First of all, I have a prejudice in favor of books set in Texas, as long as the Texas culture and history is authentic. Once Upon a Camel, set in my native West Texas, is spot on. Secondly, I absolutely loved Kathi Appelt’s The Underneath and thought it should have won a Newbery Award a few years ago. However, not everyone agreed with me. So you may or may not agree with me that Once Upon a Camel is in the top tier of middle grade fiction published in 2021.
The novel is similar in style to The Underneath, but as I said, it’s set in West Texas, not East. And it features an aging, storytelling camel and a family of kestrels caught in a haboob, a giant, overwhelmingly destructive, dust storm. I loved the storytelling and the way it was woven into the greater story. I loved the kindness and courage exhibited by the animal characters.
The animals are anthropomorphized, but they also stay true to their animal nature for the most part. Zada, the camel, is sometimes loud, nurturing as an honorary auntie, and fond of racing (at least, she was a racer in her youth), and not so fond of horses. The kestrel couple, Pard and Perlita, are fierce and loyal and persistently loving. The baby kestrels, Wims and Beulah, are, well, they are babies, much like human children, quarrelsome yet tender with each other, impulsive, prone to getting into trouble, yet definitely lovable. Even the mountain lion, Pecos de Leon, is only a little bit scary and ominous, and he, too is susceptible to the calming influence of a good story.
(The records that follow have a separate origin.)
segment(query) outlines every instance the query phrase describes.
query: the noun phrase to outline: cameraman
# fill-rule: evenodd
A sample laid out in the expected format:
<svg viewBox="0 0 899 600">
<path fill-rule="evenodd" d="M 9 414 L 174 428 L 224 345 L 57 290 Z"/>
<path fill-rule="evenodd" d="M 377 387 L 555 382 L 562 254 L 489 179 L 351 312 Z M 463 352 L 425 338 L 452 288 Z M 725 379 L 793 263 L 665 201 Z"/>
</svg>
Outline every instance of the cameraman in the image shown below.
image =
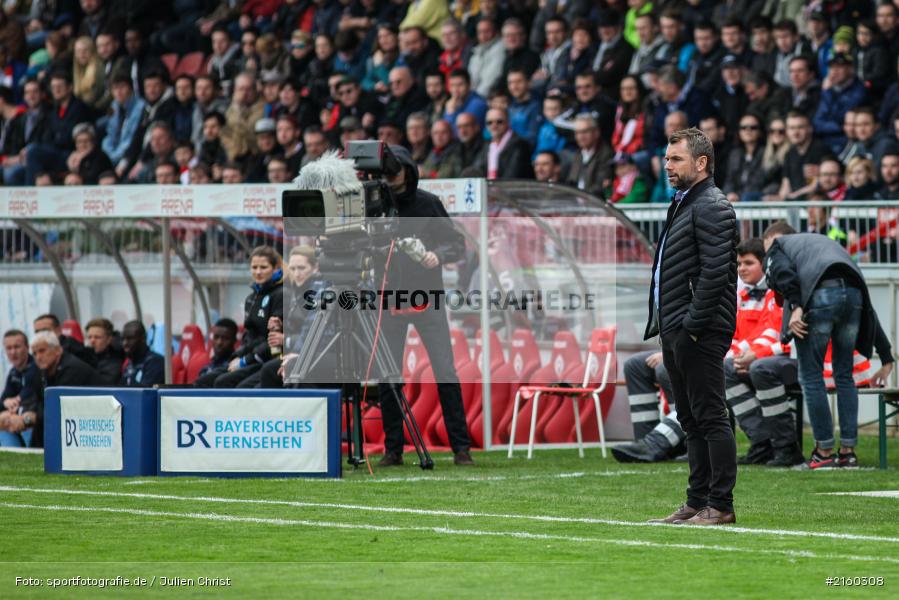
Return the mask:
<svg viewBox="0 0 899 600">
<path fill-rule="evenodd" d="M 443 204 L 433 194 L 418 189 L 418 167 L 409 151 L 402 146 L 391 145 L 402 170 L 387 177 L 393 189 L 399 214 L 399 238 L 418 238 L 425 252 L 416 260 L 412 253 L 395 249 L 387 273 L 387 289 L 407 294 L 422 290 L 443 290 L 441 265 L 462 258 L 465 241 L 455 230 Z M 388 309 L 389 307 L 389 309 Z M 469 449 L 471 440 L 465 422 L 462 405 L 462 388 L 453 361 L 449 325 L 443 311 L 443 303 L 413 308 L 408 302 L 398 303 L 395 296 L 385 304 L 381 335 L 396 358 L 402 364 L 403 350 L 409 325 L 414 325 L 424 342 L 431 360 L 431 368 L 437 381 L 437 392 L 443 410 L 443 420 L 453 449 L 453 462 L 457 465 L 473 465 Z M 379 386 L 381 414 L 384 419 L 385 450 L 380 466 L 403 464 L 403 420 L 398 402 L 390 385 Z"/>
</svg>

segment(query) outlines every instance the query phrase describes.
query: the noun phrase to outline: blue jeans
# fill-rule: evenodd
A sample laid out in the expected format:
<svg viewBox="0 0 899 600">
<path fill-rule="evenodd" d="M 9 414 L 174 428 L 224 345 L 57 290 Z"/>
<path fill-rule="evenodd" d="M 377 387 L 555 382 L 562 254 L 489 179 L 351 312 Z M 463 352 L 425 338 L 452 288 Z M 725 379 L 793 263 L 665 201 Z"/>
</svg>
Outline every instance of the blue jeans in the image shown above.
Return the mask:
<svg viewBox="0 0 899 600">
<path fill-rule="evenodd" d="M 0 447 L 2 448 L 27 448 L 31 446 L 31 434 L 33 429 L 26 429 L 22 433 L 10 433 L 0 431 Z"/>
<path fill-rule="evenodd" d="M 815 442 L 823 450 L 834 447 L 833 416 L 823 373 L 828 341 L 833 342 L 831 356 L 840 412 L 840 442 L 843 447 L 852 448 L 858 441 L 858 390 L 852 379 L 852 354 L 861 316 L 861 290 L 854 287 L 819 288 L 812 294 L 805 313 L 808 335 L 796 340 L 799 383 Z"/>
<path fill-rule="evenodd" d="M 69 152 L 52 144 L 29 144 L 25 153 L 25 185 L 34 185 L 35 178 L 43 172 L 65 171 Z"/>
</svg>

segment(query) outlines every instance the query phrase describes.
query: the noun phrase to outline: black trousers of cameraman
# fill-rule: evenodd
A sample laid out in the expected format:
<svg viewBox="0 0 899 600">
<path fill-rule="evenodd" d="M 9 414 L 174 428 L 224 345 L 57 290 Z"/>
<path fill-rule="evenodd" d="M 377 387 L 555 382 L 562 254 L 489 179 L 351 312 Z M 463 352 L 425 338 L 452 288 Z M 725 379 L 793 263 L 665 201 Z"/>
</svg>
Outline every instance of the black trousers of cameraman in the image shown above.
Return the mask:
<svg viewBox="0 0 899 600">
<path fill-rule="evenodd" d="M 385 311 L 381 323 L 382 340 L 389 344 L 396 364 L 403 364 L 403 350 L 406 346 L 406 331 L 414 325 L 424 342 L 437 381 L 440 408 L 453 452 L 471 448 L 468 425 L 465 422 L 465 407 L 462 404 L 462 388 L 456 365 L 453 361 L 453 346 L 450 341 L 449 325 L 443 310 L 427 308 L 414 314 L 392 315 Z M 383 342 L 381 342 L 383 343 Z M 402 454 L 404 445 L 403 416 L 399 404 L 389 386 L 378 387 L 381 396 L 381 415 L 384 421 L 384 446 L 387 452 Z M 424 428 L 425 423 L 419 423 Z"/>
</svg>

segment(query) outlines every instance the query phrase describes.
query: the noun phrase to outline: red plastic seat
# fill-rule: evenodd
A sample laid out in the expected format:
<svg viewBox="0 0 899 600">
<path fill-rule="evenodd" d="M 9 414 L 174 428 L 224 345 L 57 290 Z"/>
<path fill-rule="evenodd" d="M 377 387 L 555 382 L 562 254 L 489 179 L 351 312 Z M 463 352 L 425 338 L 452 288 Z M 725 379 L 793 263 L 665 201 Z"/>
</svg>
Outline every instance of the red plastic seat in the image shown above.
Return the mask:
<svg viewBox="0 0 899 600">
<path fill-rule="evenodd" d="M 84 334 L 81 332 L 81 325 L 74 319 L 66 319 L 62 322 L 62 334 L 72 338 L 79 344 L 84 343 Z"/>
<path fill-rule="evenodd" d="M 184 361 L 181 360 L 181 357 L 177 354 L 172 356 L 172 383 L 175 385 L 181 385 L 184 383 L 185 374 L 187 369 L 184 366 Z"/>
<path fill-rule="evenodd" d="M 178 61 L 178 66 L 175 67 L 175 77 L 179 75 L 190 75 L 191 77 L 200 75 L 205 61 L 206 55 L 202 52 L 185 54 L 181 57 L 181 60 Z"/>
<path fill-rule="evenodd" d="M 190 364 L 190 359 L 196 354 L 206 354 L 205 338 L 200 327 L 194 324 L 185 325 L 181 330 L 181 345 L 178 348 L 178 355 L 181 362 L 186 366 Z"/>
<path fill-rule="evenodd" d="M 203 367 L 209 364 L 209 354 L 206 352 L 198 352 L 190 357 L 187 368 L 184 372 L 184 383 L 193 383 L 200 376 Z"/>
<path fill-rule="evenodd" d="M 163 54 L 159 58 L 162 60 L 162 64 L 165 65 L 165 68 L 168 69 L 169 77 L 175 79 L 175 69 L 178 67 L 178 55 L 174 52 L 170 52 L 168 54 Z"/>
</svg>

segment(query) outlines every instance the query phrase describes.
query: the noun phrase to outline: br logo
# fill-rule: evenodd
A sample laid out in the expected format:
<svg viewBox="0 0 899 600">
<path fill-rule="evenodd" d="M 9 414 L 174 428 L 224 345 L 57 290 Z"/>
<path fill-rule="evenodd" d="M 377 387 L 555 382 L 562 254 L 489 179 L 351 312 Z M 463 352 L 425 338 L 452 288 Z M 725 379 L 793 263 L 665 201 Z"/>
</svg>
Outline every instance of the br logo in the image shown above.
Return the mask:
<svg viewBox="0 0 899 600">
<path fill-rule="evenodd" d="M 196 428 L 196 432 L 194 432 Z M 178 420 L 178 447 L 190 448 L 200 440 L 204 446 L 209 448 L 209 442 L 206 441 L 207 425 L 205 421 L 187 421 Z"/>
<path fill-rule="evenodd" d="M 66 419 L 66 447 L 78 446 L 78 424 L 75 419 Z"/>
</svg>

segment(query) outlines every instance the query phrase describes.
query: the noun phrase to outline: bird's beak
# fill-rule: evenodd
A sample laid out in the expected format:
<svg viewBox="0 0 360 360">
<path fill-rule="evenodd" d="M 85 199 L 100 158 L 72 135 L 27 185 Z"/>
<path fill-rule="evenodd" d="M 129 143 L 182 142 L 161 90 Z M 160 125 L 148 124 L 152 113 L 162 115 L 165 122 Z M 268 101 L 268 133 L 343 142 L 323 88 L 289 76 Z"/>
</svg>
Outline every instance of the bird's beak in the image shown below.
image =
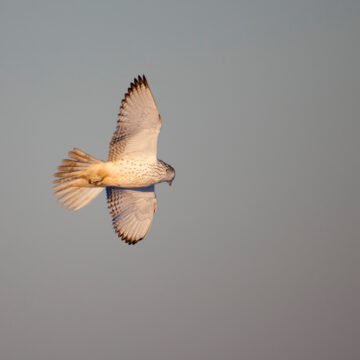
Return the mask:
<svg viewBox="0 0 360 360">
<path fill-rule="evenodd" d="M 169 186 L 171 186 L 172 182 L 173 182 L 172 180 L 168 181 Z"/>
</svg>

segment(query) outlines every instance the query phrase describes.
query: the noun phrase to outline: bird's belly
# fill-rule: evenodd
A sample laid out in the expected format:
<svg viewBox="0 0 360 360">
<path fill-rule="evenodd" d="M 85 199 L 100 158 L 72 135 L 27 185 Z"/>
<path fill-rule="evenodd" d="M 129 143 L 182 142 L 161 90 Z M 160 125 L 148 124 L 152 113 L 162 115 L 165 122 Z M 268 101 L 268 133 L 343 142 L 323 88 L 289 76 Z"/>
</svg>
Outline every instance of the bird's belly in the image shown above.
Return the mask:
<svg viewBox="0 0 360 360">
<path fill-rule="evenodd" d="M 103 186 L 124 188 L 146 187 L 155 184 L 151 166 L 139 161 L 117 161 L 104 163 L 107 175 L 102 181 Z"/>
</svg>

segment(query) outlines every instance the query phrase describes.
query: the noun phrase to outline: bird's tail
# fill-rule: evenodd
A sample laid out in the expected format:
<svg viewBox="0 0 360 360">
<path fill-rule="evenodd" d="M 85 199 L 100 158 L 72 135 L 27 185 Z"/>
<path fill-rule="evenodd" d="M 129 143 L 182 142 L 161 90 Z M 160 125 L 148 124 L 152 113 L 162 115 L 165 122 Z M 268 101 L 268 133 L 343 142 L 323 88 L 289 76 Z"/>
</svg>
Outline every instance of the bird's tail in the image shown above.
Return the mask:
<svg viewBox="0 0 360 360">
<path fill-rule="evenodd" d="M 90 167 L 101 163 L 84 151 L 75 148 L 69 151 L 71 159 L 64 159 L 54 176 L 54 195 L 70 210 L 79 210 L 93 200 L 103 190 L 90 184 L 87 172 Z"/>
</svg>

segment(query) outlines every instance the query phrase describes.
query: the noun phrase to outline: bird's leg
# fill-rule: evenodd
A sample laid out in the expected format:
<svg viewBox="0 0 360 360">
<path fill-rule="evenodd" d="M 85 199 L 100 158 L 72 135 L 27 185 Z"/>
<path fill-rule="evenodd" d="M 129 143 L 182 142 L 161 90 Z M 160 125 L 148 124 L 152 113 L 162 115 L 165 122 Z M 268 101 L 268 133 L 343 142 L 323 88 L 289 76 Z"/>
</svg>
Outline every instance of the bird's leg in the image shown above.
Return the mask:
<svg viewBox="0 0 360 360">
<path fill-rule="evenodd" d="M 103 177 L 97 177 L 97 178 L 93 177 L 93 178 L 89 178 L 88 182 L 90 185 L 99 186 L 99 185 L 101 185 L 103 180 L 104 180 Z"/>
<path fill-rule="evenodd" d="M 92 186 L 105 186 L 106 178 L 109 173 L 106 169 L 105 163 L 94 164 L 89 171 L 84 174 L 89 185 Z"/>
</svg>

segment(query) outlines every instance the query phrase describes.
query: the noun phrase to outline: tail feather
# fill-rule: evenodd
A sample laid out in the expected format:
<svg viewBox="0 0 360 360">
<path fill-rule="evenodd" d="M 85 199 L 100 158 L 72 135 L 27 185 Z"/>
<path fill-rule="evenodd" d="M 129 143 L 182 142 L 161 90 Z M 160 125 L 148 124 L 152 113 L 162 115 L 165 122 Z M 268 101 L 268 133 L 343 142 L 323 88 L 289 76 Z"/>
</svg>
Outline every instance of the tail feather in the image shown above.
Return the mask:
<svg viewBox="0 0 360 360">
<path fill-rule="evenodd" d="M 74 150 L 69 151 L 69 156 L 80 162 L 93 163 L 93 164 L 99 162 L 98 159 L 94 158 L 93 156 L 87 154 L 86 152 L 78 148 L 74 148 Z"/>
<path fill-rule="evenodd" d="M 59 170 L 60 170 L 60 166 L 59 166 Z M 71 169 L 69 170 L 61 169 L 61 172 L 55 173 L 54 176 L 60 178 L 60 179 L 56 179 L 57 182 L 62 182 L 63 180 L 68 178 L 70 178 L 71 180 L 71 178 L 74 178 L 75 176 L 80 176 L 81 174 L 82 174 L 82 170 L 73 171 Z"/>
<path fill-rule="evenodd" d="M 62 205 L 74 211 L 77 211 L 87 205 L 103 190 L 102 188 L 97 187 L 73 189 L 73 192 L 62 196 L 59 198 L 59 201 Z"/>
<path fill-rule="evenodd" d="M 75 148 L 69 151 L 69 157 L 58 167 L 54 176 L 54 195 L 59 202 L 70 210 L 79 210 L 101 193 L 103 188 L 94 187 L 86 179 L 85 172 L 100 160 Z"/>
</svg>

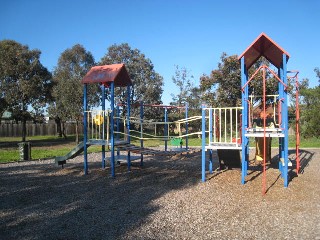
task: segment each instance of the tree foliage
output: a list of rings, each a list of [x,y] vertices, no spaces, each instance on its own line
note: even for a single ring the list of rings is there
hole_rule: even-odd
[[[320,80],[319,68],[314,69]],[[320,86],[309,88],[309,80],[303,79],[299,84],[300,90],[300,129],[303,137],[320,136]]]
[[[213,107],[239,105],[241,99],[240,63],[236,55],[222,53],[218,69],[200,78],[202,100]]]
[[[301,131],[304,137],[320,136],[320,86],[302,89]]]
[[[41,64],[40,55],[39,50],[29,50],[16,41],[0,41],[0,99],[2,108],[22,121],[22,141],[30,112],[39,112],[51,97],[51,74]]]
[[[186,106],[188,105],[188,116],[196,116],[201,114],[201,92],[199,87],[195,87],[193,84],[193,76],[190,71],[185,67],[179,67],[175,65],[175,73],[172,76],[173,83],[178,87],[178,93],[171,94],[173,106]],[[185,108],[170,109],[169,121],[174,122],[185,118]],[[177,127],[177,126],[173,126]],[[198,131],[201,127],[201,122],[191,121],[188,123],[188,127],[192,131]],[[182,125],[185,130],[185,125]],[[173,129],[171,129],[173,130]]]
[[[54,101],[49,108],[50,115],[56,121],[58,119],[75,121],[77,142],[79,142],[78,124],[83,119],[83,84],[81,80],[94,64],[92,54],[80,44],[76,44],[61,54],[58,65],[53,72]],[[98,94],[99,90],[96,85],[88,86],[89,107],[97,105],[99,102]]]
[[[191,90],[193,86],[193,76],[185,67],[179,67],[175,65],[175,74],[172,76],[172,82],[178,87],[178,93],[171,94],[174,106],[185,105],[190,100]]]
[[[320,86],[320,70],[319,70],[319,68],[316,67],[316,68],[314,69],[314,72],[315,72],[316,75],[317,75],[318,83],[319,83],[319,86]]]
[[[99,65],[124,63],[133,82],[131,101],[143,101],[145,104],[161,104],[163,78],[155,71],[149,58],[138,49],[132,49],[127,43],[114,44],[108,48]],[[126,103],[126,88],[116,89],[115,97],[119,103]],[[133,116],[138,116],[139,110],[133,109]],[[146,117],[156,114],[150,108],[145,109]]]
[[[261,66],[269,66],[269,62],[261,57],[249,69],[249,76]],[[260,96],[263,94],[263,73],[258,72],[249,83],[249,95]],[[277,94],[278,81],[269,72],[266,72],[266,94]],[[200,78],[202,100],[213,107],[234,107],[241,105],[241,70],[237,55],[228,56],[222,53],[218,69],[212,70],[210,75]],[[260,97],[261,99],[261,97]],[[256,98],[256,101],[260,101]],[[272,99],[267,99],[272,101]]]

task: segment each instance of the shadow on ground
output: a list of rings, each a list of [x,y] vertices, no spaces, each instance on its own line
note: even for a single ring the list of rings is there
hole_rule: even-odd
[[[0,168],[3,239],[115,239],[158,210],[153,201],[200,180],[195,154],[153,159],[140,168],[116,168],[116,178],[100,162],[59,169],[49,163]]]
[[[292,181],[295,177],[298,176],[298,174],[303,174],[305,168],[309,165],[310,161],[313,159],[314,152],[308,151],[308,150],[299,150],[298,156],[296,155],[296,150],[289,150],[288,151],[289,159],[292,162],[292,167],[289,167],[288,177],[289,177],[289,184],[290,181]],[[297,172],[297,159],[300,161],[300,169],[299,173]],[[275,152],[273,152],[273,157],[270,162],[266,163],[266,171],[268,169],[279,169],[279,155]],[[256,178],[261,176],[263,174],[263,165],[261,163],[255,162],[254,160],[251,160],[249,162],[249,168],[248,168],[248,176],[249,179],[247,181],[254,181]],[[274,182],[268,187],[267,191],[272,188],[275,183],[281,179],[281,173],[279,171],[278,177],[274,180]]]

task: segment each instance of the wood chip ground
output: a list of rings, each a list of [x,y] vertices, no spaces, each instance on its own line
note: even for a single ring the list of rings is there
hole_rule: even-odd
[[[121,164],[115,179],[98,153],[86,176],[83,156],[63,169],[52,159],[0,164],[0,239],[320,239],[320,150],[301,158],[288,188],[268,165],[266,195],[253,161],[245,185],[238,169],[202,183],[201,152],[148,156],[131,172]]]

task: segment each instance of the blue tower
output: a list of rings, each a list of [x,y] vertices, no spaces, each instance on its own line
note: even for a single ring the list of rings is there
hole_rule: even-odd
[[[261,57],[265,57],[273,64],[278,72],[275,73],[268,66],[260,68],[249,76],[250,67]],[[289,54],[276,44],[265,33],[261,33],[256,40],[239,56],[241,62],[241,90],[242,90],[242,178],[241,183],[245,184],[248,171],[249,160],[249,137],[262,138],[263,146],[266,146],[267,138],[279,139],[279,170],[284,180],[284,187],[288,186],[288,100],[287,100],[287,62]],[[263,73],[263,112],[266,116],[266,79],[265,74],[268,71],[278,80],[277,103],[279,110],[279,121],[275,128],[266,127],[266,117],[263,120],[263,126],[255,129],[250,124],[250,96],[249,83],[259,71]],[[266,154],[266,149],[264,149]],[[263,193],[266,192],[266,156],[263,158]]]

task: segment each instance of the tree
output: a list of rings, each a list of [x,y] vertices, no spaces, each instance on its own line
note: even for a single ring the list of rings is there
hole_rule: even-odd
[[[319,68],[315,68],[314,72],[320,82]],[[309,88],[309,79],[303,79],[299,84],[299,92],[301,135],[304,137],[319,137],[320,85]]]
[[[304,137],[320,136],[320,86],[305,88],[300,91],[303,96],[300,126]]]
[[[200,78],[202,100],[213,107],[239,106],[241,99],[240,63],[236,55],[222,53],[218,69]]]
[[[175,74],[172,76],[173,83],[178,87],[179,91],[176,95],[171,94],[172,102],[170,105],[173,106],[184,106],[188,104],[188,115],[196,116],[201,114],[201,92],[200,88],[195,87],[193,84],[193,76],[190,71],[185,67],[180,68],[175,65]],[[169,111],[169,121],[174,122],[179,119],[185,118],[184,109],[171,109]],[[174,126],[176,127],[176,126]],[[184,125],[182,125],[184,127]],[[201,128],[200,121],[188,122],[189,129],[199,130]]]
[[[315,72],[315,73],[316,73],[316,75],[317,75],[318,82],[319,82],[319,86],[320,86],[320,70],[319,70],[319,68],[318,68],[318,67],[316,67],[316,68],[314,69],[314,72]]]
[[[50,72],[40,62],[41,52],[13,40],[0,41],[0,99],[22,121],[22,141],[30,111],[45,107],[52,88]]]
[[[149,58],[138,49],[132,49],[127,43],[112,45],[102,57],[99,65],[124,63],[133,82],[131,101],[143,101],[145,104],[161,104],[163,78],[154,70]],[[126,89],[116,89],[116,101],[126,103]],[[132,109],[133,116],[139,116],[138,109]],[[146,108],[145,116],[154,117],[156,109]]]
[[[8,108],[6,100],[0,97],[0,118],[2,117],[4,111]]]
[[[241,70],[237,55],[228,56],[222,53],[218,69],[213,70],[210,76],[203,75],[200,78],[200,89],[202,100],[213,107],[235,107],[241,105]],[[269,66],[269,62],[261,57],[249,69],[249,76],[261,66]],[[262,73],[258,72],[255,78],[249,83],[249,94],[262,95]],[[266,94],[276,94],[278,81],[269,72],[266,72]],[[261,101],[256,98],[256,101]],[[272,102],[273,99],[267,99]]]
[[[79,122],[83,119],[83,85],[82,78],[94,66],[92,54],[80,44],[66,49],[58,60],[58,65],[53,72],[55,86],[53,87],[54,102],[49,112],[56,122],[75,121],[76,142],[79,142]],[[97,85],[88,87],[89,108],[99,102]]]
[[[201,109],[201,90],[199,87],[190,89],[187,103],[191,109]]]
[[[191,94],[191,89],[194,88],[192,82],[193,76],[185,68],[179,68],[178,65],[175,66],[175,74],[172,76],[173,83],[178,87],[179,92],[177,95],[171,94],[174,106],[181,106],[188,102],[188,98]]]

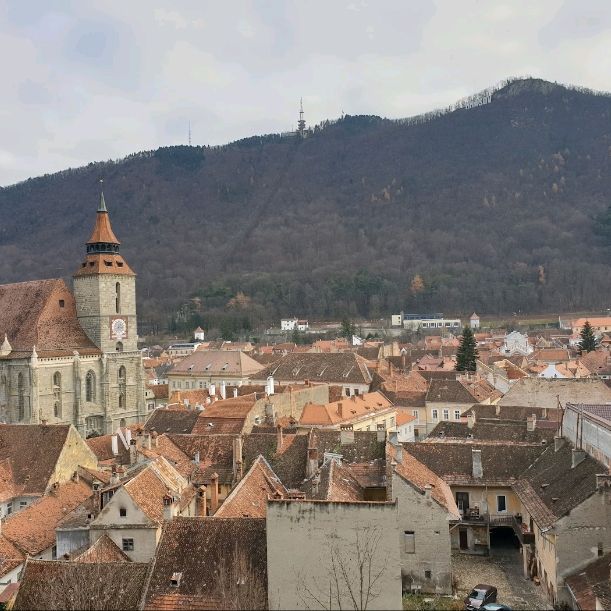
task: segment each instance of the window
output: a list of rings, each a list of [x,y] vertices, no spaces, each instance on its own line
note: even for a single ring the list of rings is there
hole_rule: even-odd
[[[600,558],[600,556],[602,556],[605,553],[605,548],[603,546],[603,542],[599,541],[598,542],[598,557]]]
[[[121,547],[124,552],[134,551],[134,540],[133,539],[121,539]]]
[[[496,497],[496,510],[499,513],[507,511],[507,497],[504,494],[499,494]]]
[[[350,389],[349,388],[345,388],[344,390],[346,391],[346,397],[349,397],[350,396]]]
[[[459,409],[454,410],[454,420],[460,420],[460,410]]]
[[[406,530],[403,533],[403,545],[406,554],[416,553],[416,533],[413,530]]]
[[[85,401],[95,401],[95,373],[91,370],[85,376]]]
[[[119,409],[125,409],[125,397],[127,394],[127,371],[123,365],[119,367],[117,382],[119,383]]]
[[[450,410],[449,409],[444,409],[443,410],[443,419],[444,420],[449,420],[450,419]]]
[[[392,428],[393,426],[395,426],[395,417],[391,416],[390,417],[390,427]]]
[[[420,413],[417,409],[412,410],[412,416],[416,419],[416,423],[418,422],[418,418],[420,417]]]
[[[27,501],[19,501],[19,509],[24,509],[27,506],[28,506]]]
[[[361,394],[361,391],[358,388],[354,389],[354,395],[358,397]]]
[[[59,307],[63,308],[66,305],[66,302],[63,299],[59,300]]]
[[[62,417],[62,374],[59,371],[53,374],[53,415]]]
[[[439,411],[436,409],[431,410],[431,417],[433,420],[439,420]]]
[[[6,515],[10,516],[11,513],[13,513],[13,502],[12,501],[6,504]]]
[[[17,397],[18,418],[23,420],[25,418],[25,384],[22,373],[17,376]]]
[[[116,289],[115,309],[117,311],[117,314],[119,314],[121,312],[121,283],[120,282],[117,282],[117,284],[115,285],[115,289]]]
[[[117,342],[117,352],[123,352],[123,342]]]
[[[468,492],[457,492],[456,493],[456,506],[459,511],[467,511],[469,509],[469,493]]]
[[[431,575],[432,575],[431,571],[424,571],[424,578],[425,579],[430,579]]]
[[[51,560],[57,560],[57,545],[51,548]]]
[[[127,516],[127,509],[125,507],[119,507],[119,515],[124,518]]]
Zada’s stories come from her history, and they’re the kind of stories that humans would tell in family groups or in communities. They are family stories, and the book is yet another iteration of the theme that “stories will save the world.” In the author’s note at the end of the book, Ms. Appelt writes:
“In these days of so much anger and division, it’s more important than ever that we take time to share our stories, which at their most basic level tie us to each other in fundamental ways. After all we’ve been gathering around campfires and kitchen tables for thousands of years and doing just that. We are, all of us, story beasts, made to tell stories, built for them.”
p. 321
I highly recommend that you make your acquaintance with Zada, the camel, and that you read her stories and the story of the haboob and how Zada and her friends survived in it. We’ve all been experiencing our own massive “dust storms” through the past couple of years, and perhaps a fictional West Texas camel can help us find our own survival strategies. And even if there are no profound lessons to be learned from Zada, a little humor and a light story never hurt in the midst of a storm.